Basically, we generate them recursively, keeping track of the original list (or what's left of it) to make sure that don't use an element in the same position that it originally appeared in.

For each element i in the input list that isn't equal to the currently forbidden one, (DeleteCases[list, First @ orig]), we recursively call derangements on list with that element removed and the remainder of orig, and prepend i to each of the resulting derangements.

This in itself is quite slow, and comes somewhere between Combinatorica and my original filtering approach:

s = Range@9;
Needs["Combinatorica`"] // Quiet
Derangements[s] // Length // AbsoluteTiming
Select[Permutations[s], FreeQ[s - #, 0] &] // Length // AbsoluteTiming
Pick[#, Unitize[Times @@ (#\[Transpose] - s)], 1] &@Permutations[s] // Length // AbsoluteTiming
derangements[s] // Length // AbsoluteTiming
{4.91098, 133496}
{1.09925, 133496}
{0.0509919, 133496}
{2.44123, 133496}

However, since this is recursive, it's possible to memoise this approach, after which it's only 3-4 times slower than Mr. Wizard's filtering approach:

derangementsMemo[{}, ___] = {{}};
derangementsMemo[list_List, orig_List] := derangementsMemo[list, orig] = 
 Union @@ 
   (Prepend[#] /@ derangementsMemo[DeleteCases[list, #, 1, 1], Rest@orig] &) /@ 
     DeleteCases[list, First@orig]
derangementsMemo[list_List] := derangementsMemo[list, list]

derangementsMemo[s] // Length // AbsoluteTiming
{0.179871, 133496}

That said, I'm not sure how feasible memoisation of this kind of combinatorial function is in the long run.
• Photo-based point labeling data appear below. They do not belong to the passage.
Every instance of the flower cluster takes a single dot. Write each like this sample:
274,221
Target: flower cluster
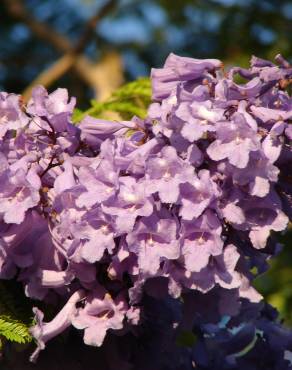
182,203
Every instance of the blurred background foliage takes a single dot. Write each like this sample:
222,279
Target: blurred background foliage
92,46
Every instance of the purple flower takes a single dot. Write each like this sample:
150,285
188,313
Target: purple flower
19,192
165,172
43,332
200,240
177,69
197,195
153,240
234,142
130,202
100,313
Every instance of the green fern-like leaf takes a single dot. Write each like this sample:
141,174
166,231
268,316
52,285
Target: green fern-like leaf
130,100
13,330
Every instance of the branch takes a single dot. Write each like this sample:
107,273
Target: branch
72,56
You might want to clean out the cache after each use of derangementsMemo.

I'm sure some more experienced Mathematica users would be able to optimise this approach even further.
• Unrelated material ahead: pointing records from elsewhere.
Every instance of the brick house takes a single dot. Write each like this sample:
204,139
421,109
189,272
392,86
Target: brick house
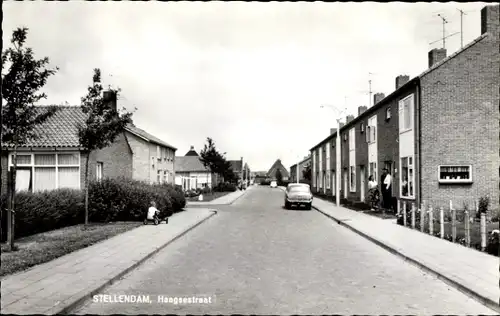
438,133
277,165
303,165
55,159
190,173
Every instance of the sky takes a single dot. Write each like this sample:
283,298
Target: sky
252,76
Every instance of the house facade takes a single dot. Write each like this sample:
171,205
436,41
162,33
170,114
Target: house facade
190,172
437,133
302,165
55,159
I believe there must be also at least one other strategy for generating the derangements recursively, based on the recurrence of the subfactorial numbers:

$$ !n = (n-1)(!(n-1) + !(n-2)) $$

However, I haven't yet tried to wrap my head around it, but will report back if I do.


Packing

Mr. Wizard's solution is fast because it utilizes functions optimized for packed arrays. Above recursive solutions can, to some extend, also use packed arrays.
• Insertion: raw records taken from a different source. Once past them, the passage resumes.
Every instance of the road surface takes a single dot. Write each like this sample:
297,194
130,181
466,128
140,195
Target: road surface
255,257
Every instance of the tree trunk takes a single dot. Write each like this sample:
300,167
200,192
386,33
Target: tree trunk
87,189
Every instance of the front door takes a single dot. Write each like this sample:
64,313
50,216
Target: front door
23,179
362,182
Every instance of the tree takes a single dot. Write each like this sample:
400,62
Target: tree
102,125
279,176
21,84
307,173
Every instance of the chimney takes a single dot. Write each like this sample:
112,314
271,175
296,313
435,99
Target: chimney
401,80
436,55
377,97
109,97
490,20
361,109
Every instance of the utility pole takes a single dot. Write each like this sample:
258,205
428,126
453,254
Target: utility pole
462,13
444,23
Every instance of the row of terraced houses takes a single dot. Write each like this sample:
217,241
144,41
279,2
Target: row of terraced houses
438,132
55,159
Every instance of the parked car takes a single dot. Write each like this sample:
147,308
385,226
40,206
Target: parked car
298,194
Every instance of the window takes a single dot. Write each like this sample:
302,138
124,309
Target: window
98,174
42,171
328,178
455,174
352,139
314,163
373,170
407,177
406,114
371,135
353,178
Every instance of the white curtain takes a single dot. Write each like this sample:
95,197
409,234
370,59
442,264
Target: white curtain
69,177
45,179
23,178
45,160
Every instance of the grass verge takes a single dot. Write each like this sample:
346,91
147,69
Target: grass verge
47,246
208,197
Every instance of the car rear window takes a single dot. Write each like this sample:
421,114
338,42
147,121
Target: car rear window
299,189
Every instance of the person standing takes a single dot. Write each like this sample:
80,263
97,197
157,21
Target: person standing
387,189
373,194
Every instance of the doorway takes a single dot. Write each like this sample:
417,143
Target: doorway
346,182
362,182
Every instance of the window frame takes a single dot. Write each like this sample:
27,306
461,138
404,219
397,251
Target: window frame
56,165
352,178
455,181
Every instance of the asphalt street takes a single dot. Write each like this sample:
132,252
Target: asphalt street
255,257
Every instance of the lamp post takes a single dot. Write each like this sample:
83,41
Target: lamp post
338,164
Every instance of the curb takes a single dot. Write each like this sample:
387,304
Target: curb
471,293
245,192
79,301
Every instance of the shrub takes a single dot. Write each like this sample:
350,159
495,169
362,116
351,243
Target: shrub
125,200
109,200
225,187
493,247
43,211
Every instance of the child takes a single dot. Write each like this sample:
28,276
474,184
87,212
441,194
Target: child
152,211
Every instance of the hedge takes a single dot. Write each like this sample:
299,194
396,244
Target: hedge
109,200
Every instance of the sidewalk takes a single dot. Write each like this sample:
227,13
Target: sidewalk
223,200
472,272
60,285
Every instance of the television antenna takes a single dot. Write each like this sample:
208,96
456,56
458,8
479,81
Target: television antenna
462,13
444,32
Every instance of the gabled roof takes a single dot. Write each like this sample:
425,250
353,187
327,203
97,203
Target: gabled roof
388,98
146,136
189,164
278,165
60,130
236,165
To take advantage of packing we must make sure that calls ending recursion return packed arrays, and replace unpacking Prepend[#] /@ ... with PadLeft. Adding some cosmetic changes and localization of memoisation we get:

ClearAll[pad, derangementsInternal, derangementsPacked]
pad[_, _]@{} = {};
pad[i_, x_]@l_ := PadLeft[l, {Length@l, i}, x];

derangementsInternal[1] =
  If[Last@#1 === Last@#2, {}, Developer`ToPackedArray@{#1}]&;
derangementsInternal[i_][list_, orig_] := derangementsInternal[i][list, orig] =
  Join @@
    (pad[i, #]@derangementsInternal[i - 1][DeleteCases[list, #, 1, 1], orig]&) /@
      Complement[list, orig[[-i ;; -i]]]

derangementsPacked[{}] = {{}};
derangementsPacked[list_List] := Internal`InheritedBlock[{derangementsInternal},
  derangementsInternal[Length@list][list, list]
]

which is faster and more memory efficient than Pick-based solution:

s = Range@9;
(res1 = Pick[#, Unitize[Times @@ (#\[Transpose] - s)], 1] &@Permutations[s]) // MaxMemoryUsed // RepeatedTiming
(res2 = derangementsPacked@s) // MaxMemoryUsed // RepeatedTiming
res1 === res2
{0.051, 78384288}
{0.032, 34599000}
True

Advantage of this approach, over filtering ones, grows with number of duplicates:

s = Join[ConstantArray[1, 7], ConstantArray[2, 5], Range[3, 5]];
(res1 = Pick[#, Unitize[Times @@ (#\[Transpose] - s)], 1] &@Permutations[s]) // MaxMemoryUsed // RepeatedTiming
(res2 = derangementsPacked@s) // MaxMemoryUsed // RepeatedTiming
res1 === res2
{0.63, 778380768}
{0.0019,  824784}
True

For large enough number of duplicates it can beat library link filtering, which for above example is ten times slower: {0.016, 182984}.